Illustration: Annelise Capossela/Axios
Good bankers know the industry they serve. They know its idiosyncrasies, its cast of characters, its business cycles. They help their clients through good and bad years – and are rewarded with deep loyalty and large deposit accounts.
Why is this important: The industry that bankers know differs from bank to bank, but it is never the bank. A wine relationship banker at Silicon Valley Bank must know a lot more about malolactic fermentation than Tier 1 capital adequacy ratios.
- Even at CEO level, someone like SVB’s Greg Becker found himself on the advice of the San Francisco Fed not because he was a banking expert, but because he had extraordinary visibility on the Californian technology industry.
- In hindsight, this was a glaring conflict, given that the San Francisco Fed was SVB’s primary regulator. Nonetheless, bankers really do have an unparalleled level of understanding of what’s going on with too-small-to-go-public companies, including Silicon Valley startups.
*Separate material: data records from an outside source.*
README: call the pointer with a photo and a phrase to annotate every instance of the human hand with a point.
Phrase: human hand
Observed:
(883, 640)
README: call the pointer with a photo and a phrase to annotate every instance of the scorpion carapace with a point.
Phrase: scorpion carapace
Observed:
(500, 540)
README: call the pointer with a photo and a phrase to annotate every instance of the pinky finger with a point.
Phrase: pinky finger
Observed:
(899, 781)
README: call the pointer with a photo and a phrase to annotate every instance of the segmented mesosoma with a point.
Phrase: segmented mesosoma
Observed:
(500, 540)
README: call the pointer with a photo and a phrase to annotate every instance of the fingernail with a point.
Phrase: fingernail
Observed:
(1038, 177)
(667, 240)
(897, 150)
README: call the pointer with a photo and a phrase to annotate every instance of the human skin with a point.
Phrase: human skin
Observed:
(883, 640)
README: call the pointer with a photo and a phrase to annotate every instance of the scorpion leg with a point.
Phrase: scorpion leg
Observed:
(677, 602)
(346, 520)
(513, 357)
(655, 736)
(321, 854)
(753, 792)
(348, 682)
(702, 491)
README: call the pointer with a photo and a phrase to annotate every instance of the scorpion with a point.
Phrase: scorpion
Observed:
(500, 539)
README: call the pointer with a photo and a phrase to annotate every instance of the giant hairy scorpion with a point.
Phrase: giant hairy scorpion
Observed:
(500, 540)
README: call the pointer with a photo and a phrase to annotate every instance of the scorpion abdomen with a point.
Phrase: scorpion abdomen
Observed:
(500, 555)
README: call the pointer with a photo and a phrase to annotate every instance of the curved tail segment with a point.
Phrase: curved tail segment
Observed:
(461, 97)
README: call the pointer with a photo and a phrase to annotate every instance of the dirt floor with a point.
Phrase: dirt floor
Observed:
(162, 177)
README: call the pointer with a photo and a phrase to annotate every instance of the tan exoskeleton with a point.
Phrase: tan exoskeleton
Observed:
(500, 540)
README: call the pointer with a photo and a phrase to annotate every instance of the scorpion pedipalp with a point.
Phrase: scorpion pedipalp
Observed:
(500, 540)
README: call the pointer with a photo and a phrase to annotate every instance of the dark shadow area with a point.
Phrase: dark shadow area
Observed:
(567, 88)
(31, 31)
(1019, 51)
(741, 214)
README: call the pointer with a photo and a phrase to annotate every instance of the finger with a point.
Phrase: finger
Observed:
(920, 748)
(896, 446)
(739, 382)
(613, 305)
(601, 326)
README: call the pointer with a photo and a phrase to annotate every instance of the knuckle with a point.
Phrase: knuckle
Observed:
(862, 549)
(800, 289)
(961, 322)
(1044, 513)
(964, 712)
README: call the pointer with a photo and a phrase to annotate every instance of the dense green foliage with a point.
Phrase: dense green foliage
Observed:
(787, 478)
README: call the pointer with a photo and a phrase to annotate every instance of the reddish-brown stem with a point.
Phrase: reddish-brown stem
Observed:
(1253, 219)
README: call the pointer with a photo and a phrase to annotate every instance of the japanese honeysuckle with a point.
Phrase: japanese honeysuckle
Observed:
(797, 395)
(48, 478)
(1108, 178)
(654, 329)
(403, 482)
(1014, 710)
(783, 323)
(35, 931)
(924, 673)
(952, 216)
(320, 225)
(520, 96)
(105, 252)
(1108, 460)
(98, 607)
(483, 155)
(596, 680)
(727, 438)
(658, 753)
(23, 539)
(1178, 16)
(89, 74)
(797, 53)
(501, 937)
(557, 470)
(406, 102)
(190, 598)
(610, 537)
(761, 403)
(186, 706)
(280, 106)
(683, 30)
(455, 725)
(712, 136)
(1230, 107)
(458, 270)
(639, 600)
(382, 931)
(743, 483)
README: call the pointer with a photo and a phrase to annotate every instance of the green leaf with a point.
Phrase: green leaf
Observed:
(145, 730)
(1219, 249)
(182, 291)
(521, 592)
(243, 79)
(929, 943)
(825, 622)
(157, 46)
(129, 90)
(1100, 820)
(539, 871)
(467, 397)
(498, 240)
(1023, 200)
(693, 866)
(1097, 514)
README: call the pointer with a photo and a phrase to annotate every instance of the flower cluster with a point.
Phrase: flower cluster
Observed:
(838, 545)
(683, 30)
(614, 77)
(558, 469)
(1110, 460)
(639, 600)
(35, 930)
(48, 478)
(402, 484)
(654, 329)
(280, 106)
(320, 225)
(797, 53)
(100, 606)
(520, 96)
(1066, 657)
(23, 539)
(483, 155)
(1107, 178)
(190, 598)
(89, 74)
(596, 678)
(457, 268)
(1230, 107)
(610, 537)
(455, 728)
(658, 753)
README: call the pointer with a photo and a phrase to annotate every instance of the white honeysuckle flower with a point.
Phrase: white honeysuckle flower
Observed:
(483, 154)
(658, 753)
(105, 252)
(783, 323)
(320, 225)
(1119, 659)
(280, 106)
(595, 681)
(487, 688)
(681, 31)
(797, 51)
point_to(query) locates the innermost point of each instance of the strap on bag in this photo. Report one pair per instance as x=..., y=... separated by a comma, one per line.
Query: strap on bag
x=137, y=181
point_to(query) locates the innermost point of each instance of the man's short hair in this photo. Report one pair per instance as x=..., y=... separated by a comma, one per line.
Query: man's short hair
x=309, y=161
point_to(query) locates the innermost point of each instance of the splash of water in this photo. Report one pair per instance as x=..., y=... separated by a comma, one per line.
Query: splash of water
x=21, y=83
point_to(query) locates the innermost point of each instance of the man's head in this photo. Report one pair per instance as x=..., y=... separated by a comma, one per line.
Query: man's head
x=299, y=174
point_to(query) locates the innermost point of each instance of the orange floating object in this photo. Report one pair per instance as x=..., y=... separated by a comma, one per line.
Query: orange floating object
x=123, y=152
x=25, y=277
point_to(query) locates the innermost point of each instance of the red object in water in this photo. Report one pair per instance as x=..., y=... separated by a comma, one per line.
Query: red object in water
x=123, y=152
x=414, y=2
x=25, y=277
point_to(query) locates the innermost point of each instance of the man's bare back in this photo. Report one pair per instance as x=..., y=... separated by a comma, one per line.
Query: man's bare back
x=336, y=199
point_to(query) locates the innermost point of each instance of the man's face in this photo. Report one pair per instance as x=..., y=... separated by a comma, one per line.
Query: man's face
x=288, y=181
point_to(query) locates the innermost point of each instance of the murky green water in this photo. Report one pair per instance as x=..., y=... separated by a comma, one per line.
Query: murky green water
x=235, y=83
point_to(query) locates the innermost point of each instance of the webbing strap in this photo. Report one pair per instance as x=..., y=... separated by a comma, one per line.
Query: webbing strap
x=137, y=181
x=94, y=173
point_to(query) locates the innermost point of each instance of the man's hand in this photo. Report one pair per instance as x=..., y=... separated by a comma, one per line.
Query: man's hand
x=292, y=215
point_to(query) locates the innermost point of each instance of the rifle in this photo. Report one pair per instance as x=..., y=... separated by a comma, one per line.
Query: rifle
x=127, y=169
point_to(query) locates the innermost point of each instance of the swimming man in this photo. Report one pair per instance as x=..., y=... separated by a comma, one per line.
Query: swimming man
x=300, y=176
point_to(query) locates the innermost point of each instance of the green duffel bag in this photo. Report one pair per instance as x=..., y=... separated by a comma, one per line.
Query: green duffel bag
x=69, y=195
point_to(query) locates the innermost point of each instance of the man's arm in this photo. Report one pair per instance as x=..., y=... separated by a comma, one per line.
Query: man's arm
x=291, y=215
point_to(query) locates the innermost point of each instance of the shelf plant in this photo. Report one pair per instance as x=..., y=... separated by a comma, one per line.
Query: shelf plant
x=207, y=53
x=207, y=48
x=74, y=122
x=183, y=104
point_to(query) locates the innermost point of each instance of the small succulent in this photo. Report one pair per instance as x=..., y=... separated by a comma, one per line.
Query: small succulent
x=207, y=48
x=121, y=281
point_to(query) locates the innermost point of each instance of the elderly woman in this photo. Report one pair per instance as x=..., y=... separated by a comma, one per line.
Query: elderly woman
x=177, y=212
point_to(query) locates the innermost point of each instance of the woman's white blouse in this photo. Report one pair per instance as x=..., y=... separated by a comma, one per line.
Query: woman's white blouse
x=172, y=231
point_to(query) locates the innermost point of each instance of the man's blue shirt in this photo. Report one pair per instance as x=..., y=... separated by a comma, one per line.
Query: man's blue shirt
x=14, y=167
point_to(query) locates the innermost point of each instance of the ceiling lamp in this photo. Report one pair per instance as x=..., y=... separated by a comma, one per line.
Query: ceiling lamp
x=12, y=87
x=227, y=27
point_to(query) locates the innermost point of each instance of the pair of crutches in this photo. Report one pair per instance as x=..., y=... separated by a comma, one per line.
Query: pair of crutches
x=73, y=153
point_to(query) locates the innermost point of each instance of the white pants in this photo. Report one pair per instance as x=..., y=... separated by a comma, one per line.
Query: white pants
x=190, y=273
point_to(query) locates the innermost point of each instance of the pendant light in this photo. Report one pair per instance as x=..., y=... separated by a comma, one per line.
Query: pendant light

The big picture: Capital markets and investment banks are very good at providing banking services to large public companies – but only about 15% of American jobs are in large public companies.
- Commercial banks therefore provide a crucial and irreplaceable service and, as is natural in all industries, they tend to specialize.
- The Silicon Valley Bank financed Silicon Valley, as its name suggests, as well as the California wine industry. Bank Signature cashed Broadway. Silvergate cashed in crypto.
- Relationships like this take time to establish and maintain, which is one of the reasons the federal government is keen to sell SVB and Signature as going-concern companies – and one reason it doesn’t. not try to save Silvergate, which operated in an industry that the authorities to want cut off from the regulated financial system.
Between the lines: In countries dominated by three or four massive universal banks, there is less idiosyncratic industry risk when a single mid-sized bank fails. But the United States has made a political decision not to want its biggest banks to get any bigger than they already are – which means a lot more small banks with a wide range of specialties.
Where is it : Risk management is a cost center for banks, not a profit center. The way to move up the ranks in a commercial bank is to earn money for your employer – and the way to do that is to know your customers and their needs well.
- When commercial banks fail, foreigners are often shocked at how badly they have managed things like interest rate risk or deposit concentration risk. But those jobs are only done at the top of the org chart – and people who move up there tend to do so not because of their understanding of how banking works, but because of their understanding of other industries. entirely.
The bottom line: There is an obvious financial stability reason for regulators to want to minimize bank failures. But there is also a basic economic reason. Regional banks like SVB and Signature are deeply rooted in local industry, and without them many industries would be in dire straits.